Before/ After IMS Retreat

(photo courtesy of Doug Olsen)

This past week I endeavored on my first ever week-long meditation retreat in the beautiful and inspiring Massachussettes Landscape at the Insight Meditation Society Retreat Center.   The most consistent question I have been asked by friends and family since returning is  “What was it like to be silent for a whole week?”, to which my only response has been, “Actually kind of noisy”.


Describing the process of a meditation retreat is quite simple,  you sit and watch the noise of your mind for long stretches of time and see how the waves of thoughts ebb and flow.   Sounds simple for the most part, but the frequency of thoughts and intensity of rising emotions can make the process very unclear, extremely boring and sometimes really scary.

So why do I look so happy in that After Photo if a meditation retreat is all this work?   Well for one thing having delicious vegetarian food cooked for me all week was a real treat.  Secondly, I didn’t have to think at all about what to do or where to go, the schedule was set by the teachers and bells were rung all over the retreat center when it was time to do something new. Thirdly, because there was a vow of noble silence, I was not responsible for anyone else except myself for an entire week.   I normally spend 95% of my brain power on those three things alone, so the real joy of going on this retreat was the gift of getting to know myself better, even if it meant facing some pretty ugly stuff.

So what was different about IMS?

The style of teaching is very gentle and stresses the idea of taking care of yourself over pushing too hard.  Resident IMS teacher Chas DiCapua put it best while giving instruction for Loving-kindness meditation.  “We like to start with what’s easy and move on from there.” 

Simple as this advice might be, it was something I had lost sight of over my young adult life.   I have even been struggling in my attempts to “stop the struggle”, which is the definition of suffering.   In being introduced to Shambhala and the path of being a “Spiritual Warrior”, I experienced a
combination of intrigue, mystery and a “call to duty for the good of
humanity”, which actually generated a bit of anxiety about all the work
I still had to to do. 

Speaking strictly from the point of view of what works for me, my introduction to the Insight tradition
(admittedly more immersive) was much more
immediately useful in reducing anxiety, and was more of a call to
“Stopping the War” than starting any new projects.

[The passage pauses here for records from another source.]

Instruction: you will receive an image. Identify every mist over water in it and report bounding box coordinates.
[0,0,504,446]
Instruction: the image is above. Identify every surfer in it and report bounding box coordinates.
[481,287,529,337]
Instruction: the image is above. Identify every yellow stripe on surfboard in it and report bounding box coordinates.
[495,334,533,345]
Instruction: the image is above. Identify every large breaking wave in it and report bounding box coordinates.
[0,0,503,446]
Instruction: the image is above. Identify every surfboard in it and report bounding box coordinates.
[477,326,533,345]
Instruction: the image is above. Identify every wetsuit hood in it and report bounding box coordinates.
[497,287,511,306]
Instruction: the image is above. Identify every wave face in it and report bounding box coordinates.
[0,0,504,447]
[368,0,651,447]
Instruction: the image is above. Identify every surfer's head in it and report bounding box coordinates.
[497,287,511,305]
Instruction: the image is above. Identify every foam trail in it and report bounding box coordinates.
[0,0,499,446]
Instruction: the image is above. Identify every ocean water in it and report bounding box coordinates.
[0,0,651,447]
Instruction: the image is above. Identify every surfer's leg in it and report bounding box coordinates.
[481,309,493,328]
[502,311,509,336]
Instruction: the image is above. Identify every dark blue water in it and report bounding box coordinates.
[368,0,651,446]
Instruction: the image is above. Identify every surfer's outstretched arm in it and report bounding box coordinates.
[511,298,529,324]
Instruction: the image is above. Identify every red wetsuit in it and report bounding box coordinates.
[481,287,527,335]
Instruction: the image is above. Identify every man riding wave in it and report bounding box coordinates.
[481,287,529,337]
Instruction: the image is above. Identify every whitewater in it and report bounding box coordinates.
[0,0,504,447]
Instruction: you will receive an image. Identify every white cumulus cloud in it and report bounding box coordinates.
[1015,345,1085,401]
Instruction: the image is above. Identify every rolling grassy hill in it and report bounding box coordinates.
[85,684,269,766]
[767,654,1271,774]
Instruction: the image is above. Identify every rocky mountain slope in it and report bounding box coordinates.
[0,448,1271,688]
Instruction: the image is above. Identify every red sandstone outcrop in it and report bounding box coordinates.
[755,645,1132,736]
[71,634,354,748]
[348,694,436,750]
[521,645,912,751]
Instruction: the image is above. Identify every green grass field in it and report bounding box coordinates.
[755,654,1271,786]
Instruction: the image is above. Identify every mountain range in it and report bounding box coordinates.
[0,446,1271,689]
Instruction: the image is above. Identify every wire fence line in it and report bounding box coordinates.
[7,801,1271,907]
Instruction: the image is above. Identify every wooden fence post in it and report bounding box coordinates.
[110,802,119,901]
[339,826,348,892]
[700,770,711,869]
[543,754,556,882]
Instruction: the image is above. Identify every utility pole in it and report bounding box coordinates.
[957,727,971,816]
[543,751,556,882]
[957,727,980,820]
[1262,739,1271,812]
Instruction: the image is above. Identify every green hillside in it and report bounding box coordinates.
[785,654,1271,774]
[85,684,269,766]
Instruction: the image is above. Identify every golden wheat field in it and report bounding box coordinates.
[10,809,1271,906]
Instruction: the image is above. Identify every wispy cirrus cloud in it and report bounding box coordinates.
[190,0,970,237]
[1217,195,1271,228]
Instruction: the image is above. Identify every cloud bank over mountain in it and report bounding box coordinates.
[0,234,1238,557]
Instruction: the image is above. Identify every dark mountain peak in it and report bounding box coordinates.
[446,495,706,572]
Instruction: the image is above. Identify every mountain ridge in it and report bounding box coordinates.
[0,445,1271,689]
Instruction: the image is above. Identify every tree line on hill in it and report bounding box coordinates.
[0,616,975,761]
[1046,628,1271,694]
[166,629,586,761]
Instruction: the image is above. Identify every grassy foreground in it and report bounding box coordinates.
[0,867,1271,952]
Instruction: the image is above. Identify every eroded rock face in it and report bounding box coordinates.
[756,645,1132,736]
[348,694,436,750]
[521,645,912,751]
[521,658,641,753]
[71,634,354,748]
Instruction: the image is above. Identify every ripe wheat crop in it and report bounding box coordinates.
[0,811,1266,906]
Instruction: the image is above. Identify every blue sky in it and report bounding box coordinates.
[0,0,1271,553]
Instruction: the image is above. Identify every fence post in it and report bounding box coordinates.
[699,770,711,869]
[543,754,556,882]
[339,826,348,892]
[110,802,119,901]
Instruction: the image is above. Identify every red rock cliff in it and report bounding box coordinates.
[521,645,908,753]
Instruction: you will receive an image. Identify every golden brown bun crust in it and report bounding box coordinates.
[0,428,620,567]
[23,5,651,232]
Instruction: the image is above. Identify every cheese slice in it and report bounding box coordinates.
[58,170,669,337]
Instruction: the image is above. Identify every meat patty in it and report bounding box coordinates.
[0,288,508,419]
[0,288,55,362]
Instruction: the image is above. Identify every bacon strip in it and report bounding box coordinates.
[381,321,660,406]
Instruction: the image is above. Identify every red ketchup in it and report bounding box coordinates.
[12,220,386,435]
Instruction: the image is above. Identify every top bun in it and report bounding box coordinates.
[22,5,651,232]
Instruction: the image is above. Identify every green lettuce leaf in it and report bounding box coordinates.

Jack Kornfield, who co-founded IMS, writes in his book A Path with Heart:

 “Genuine spiritual Practice requires us to learn how to stop the war…we cannot easily change ourselves for the better through an act of will…Such acts of will usually backfire, and in the end often strengthen the addiction or denial we intend to change.”

Simply allowing myself to be, just as I am, without the struggle…so radical.

Anyone know of a good introductory Zen Sesshin in the NYC Area?